The visa process, from application to issue, usually takes about a month but it can take three times as long if any difficulties arise.
As Italian laws and documentation can be near impossible to navigate at times you may want to engage the services of a ‘document agency’ that can make applications on your behalf.
For more information regarding Italian visa rules and regulations you can visit www.governo.it.
Permits to stay
A ‘permit to stay’ (which isn’t a residence permit but does entitle you to stay in Italy for longer than 90 days) must be applied for within eight days of arriving in Italy and can take up to three months to obtain. They can be applied for at the nearest police station and must reflect the original purpose for your trip (as stated on your visa). Permits can be valid for anything from six months to ten years or more. Depending on the purpose of your stay they may or may not be renewable – this is something you will need to check.
As with visa applications the documents you will need to obtain a permit to stay differs in accordance with your circumstances and nationality so be sure to check.
If you need to renew your permit to stay you must do so long before its expiry date. The same documentation as was needed for your original application will also need to be produced.

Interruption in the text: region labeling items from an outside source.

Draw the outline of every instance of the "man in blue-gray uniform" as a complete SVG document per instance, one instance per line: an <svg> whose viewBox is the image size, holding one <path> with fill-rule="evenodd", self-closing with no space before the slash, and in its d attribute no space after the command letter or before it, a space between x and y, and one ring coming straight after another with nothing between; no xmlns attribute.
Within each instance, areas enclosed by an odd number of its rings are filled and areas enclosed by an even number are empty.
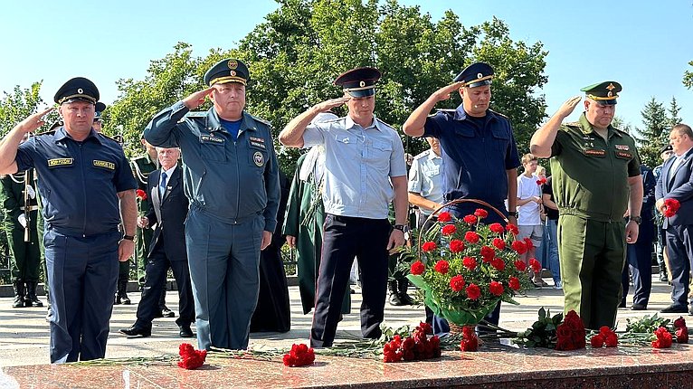
<svg viewBox="0 0 693 389"><path fill-rule="evenodd" d="M55 94L62 127L20 146L52 109L45 109L0 143L1 173L33 167L41 176L52 363L105 356L119 261L135 249L137 184L120 145L91 127L98 100L93 82L71 79Z"/></svg>
<svg viewBox="0 0 693 389"><path fill-rule="evenodd" d="M493 68L484 62L472 63L453 80L432 94L407 119L403 130L410 137L433 137L441 142L444 201L483 200L517 224L517 146L505 116L489 109L491 100ZM462 104L454 110L441 110L428 116L439 102L458 90ZM505 200L508 199L508 210ZM476 203L463 202L448 207L455 217L462 218L484 208ZM490 210L489 210L490 211ZM509 211L509 212L508 212ZM489 212L487 223L505 220ZM486 320L498 323L500 305ZM435 320L438 334L449 331L444 320Z"/></svg>
<svg viewBox="0 0 693 389"><path fill-rule="evenodd" d="M387 289L388 250L402 246L407 230L406 165L397 132L374 115L375 68L337 77L344 95L323 101L294 118L280 134L290 147L325 147L322 259L318 276L310 345L332 346L354 257L361 269L361 333L381 335ZM320 112L346 104L346 118L310 122ZM394 200L394 229L388 222Z"/></svg>
<svg viewBox="0 0 693 389"><path fill-rule="evenodd" d="M181 148L200 349L248 346L260 251L277 226L277 156L270 123L244 111L248 80L241 61L217 62L204 74L209 88L159 112L144 133L154 146ZM185 117L206 97L214 103L206 115Z"/></svg>

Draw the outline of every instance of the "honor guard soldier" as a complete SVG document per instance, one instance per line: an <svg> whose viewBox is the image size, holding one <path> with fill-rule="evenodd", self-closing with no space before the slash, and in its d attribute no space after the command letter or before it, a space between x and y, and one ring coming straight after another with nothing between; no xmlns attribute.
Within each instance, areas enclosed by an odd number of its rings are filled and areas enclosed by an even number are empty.
<svg viewBox="0 0 693 389"><path fill-rule="evenodd" d="M510 121L489 109L493 68L475 62L462 70L452 83L433 92L409 116L402 127L410 137L432 137L441 144L443 202L457 199L485 201L508 215L517 223L517 146ZM428 116L439 101L458 91L462 103L456 109L441 109ZM505 201L508 199L508 209ZM475 203L460 203L447 208L455 217L484 208ZM490 210L489 210L490 211ZM506 223L495 212L489 212L487 223ZM498 324L500 303L485 320ZM441 318L433 321L433 331L449 332Z"/></svg>
<svg viewBox="0 0 693 389"><path fill-rule="evenodd" d="M626 242L638 240L641 220L635 141L612 126L621 90L616 81L583 88L578 121L561 124L580 103L575 96L535 132L530 146L536 157L552 157L565 310L574 309L592 329L615 324Z"/></svg>
<svg viewBox="0 0 693 389"><path fill-rule="evenodd" d="M13 308L43 307L36 297L41 269L36 221L36 202L33 169L2 178L2 206L8 220L7 243L12 255L11 271L14 288ZM28 209L27 209L28 207Z"/></svg>
<svg viewBox="0 0 693 389"><path fill-rule="evenodd" d="M204 74L209 88L159 112L144 132L156 147L181 148L200 349L248 346L260 251L277 227L277 156L270 123L244 110L248 81L243 62L221 61ZM206 97L206 114L185 117Z"/></svg>
<svg viewBox="0 0 693 389"><path fill-rule="evenodd" d="M52 363L105 356L119 261L135 249L137 185L120 145L92 129L98 100L93 82L71 79L55 94L62 127L20 145L43 124L48 109L17 124L0 144L0 173L35 168L41 177Z"/></svg>
<svg viewBox="0 0 693 389"><path fill-rule="evenodd" d="M325 224L310 345L332 346L354 257L361 270L361 334L381 336L387 290L388 250L404 242L407 177L404 147L397 132L374 115L375 68L353 69L335 80L344 95L294 118L280 134L290 147L325 147ZM346 104L346 118L311 121ZM387 219L394 201L395 225ZM367 239L364 239L367 237Z"/></svg>

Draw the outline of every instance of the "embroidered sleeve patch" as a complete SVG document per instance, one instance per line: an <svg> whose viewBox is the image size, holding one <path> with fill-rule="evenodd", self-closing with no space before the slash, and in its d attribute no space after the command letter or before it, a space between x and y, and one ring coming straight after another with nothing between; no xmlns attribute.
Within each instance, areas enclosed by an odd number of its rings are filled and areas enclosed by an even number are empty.
<svg viewBox="0 0 693 389"><path fill-rule="evenodd" d="M74 163L74 158L52 158L48 160L48 167L65 166Z"/></svg>
<svg viewBox="0 0 693 389"><path fill-rule="evenodd" d="M109 170L116 170L116 164L113 162L100 161L98 159L94 159L94 166L97 167L105 167Z"/></svg>

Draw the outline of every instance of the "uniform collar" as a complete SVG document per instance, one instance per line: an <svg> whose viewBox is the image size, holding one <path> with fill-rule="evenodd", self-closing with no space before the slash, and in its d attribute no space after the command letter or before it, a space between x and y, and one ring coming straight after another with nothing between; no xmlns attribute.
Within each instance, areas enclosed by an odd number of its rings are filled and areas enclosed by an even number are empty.
<svg viewBox="0 0 693 389"><path fill-rule="evenodd" d="M252 116L243 110L242 118L241 119L241 128L239 128L239 133L245 130L252 130L256 131L258 129L257 122L254 119L252 119ZM207 111L207 119L206 119L206 129L209 132L213 131L226 131L226 128L222 126L222 122L219 119L219 115L217 115L216 110L214 107L209 109Z"/></svg>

In Italy employees (both local and foreign) are required to have a registration card from the Provincial Inspectorate of Work. This booklet is valid for ten years and serves as a thorough record of employment.
As an EU national, family members including spouse and dependents are entitled to live in Italy with you no matter what their own nationality may be.
EU nationals who wish to retire in Italy don’t need a visa but will need to apply for a permit to stay on arrival. They also have to prove that they have adequate means of supporting themselves. EU nationals who have lived and worked in Italy for more than three years have earned the right to remain in the country once they have reached retirement age.
Having a permit to stay doesn’t mean you have Italian residency. If you want to have Italian residency you will need to apply for a residence permit. This can be done at the registry office of your local town hall. Providing a suitable address is a main requirement of the process and you should be aware that some rental property contracts won’t permit you to use the property’s address for that purpose.
Before applying for residency you should check what kind of documentation you need to provide. The following items are usually essential to the process: a valid permit to stay, a valid passport, a consular declaration from your country’s Italian consulate and a completed declaration of residence form.
It should take less than six months for you to find out whether or not your application for residency is approved.
EU national’s residence permits are valid for a minimum of five years and are automatically renewable. The applicant’s immediate family members are issued with a residency permit with the same conditions of validity. A student’s residency permit is also renewable but it’s only valid for a single year.
Once resident status has been attained you will have the same rights and privileges as Italian citizens, barring a few exceptions such as the right to vote. Italian Identity cards are also granted to successful applicants should they wish it.
Italian citizenship applications must reach the Minister of the Interior through your local mayor or an Italian consulate. After paying a concession tax the applicant must swear loyalty to the republic and pledge to observe the constitution and laws of the state.
If a foreign citizen marries an Italian citizen in Italy then they can apply for citizenship within six months. If the couple live abroad then Italian citizenship can only be applied for after three years of marriage.
In other situations EU nationals can apply for citizenship after four years of residency. Non EU nationals must be resident for 10 years before they can apply to become a citizen.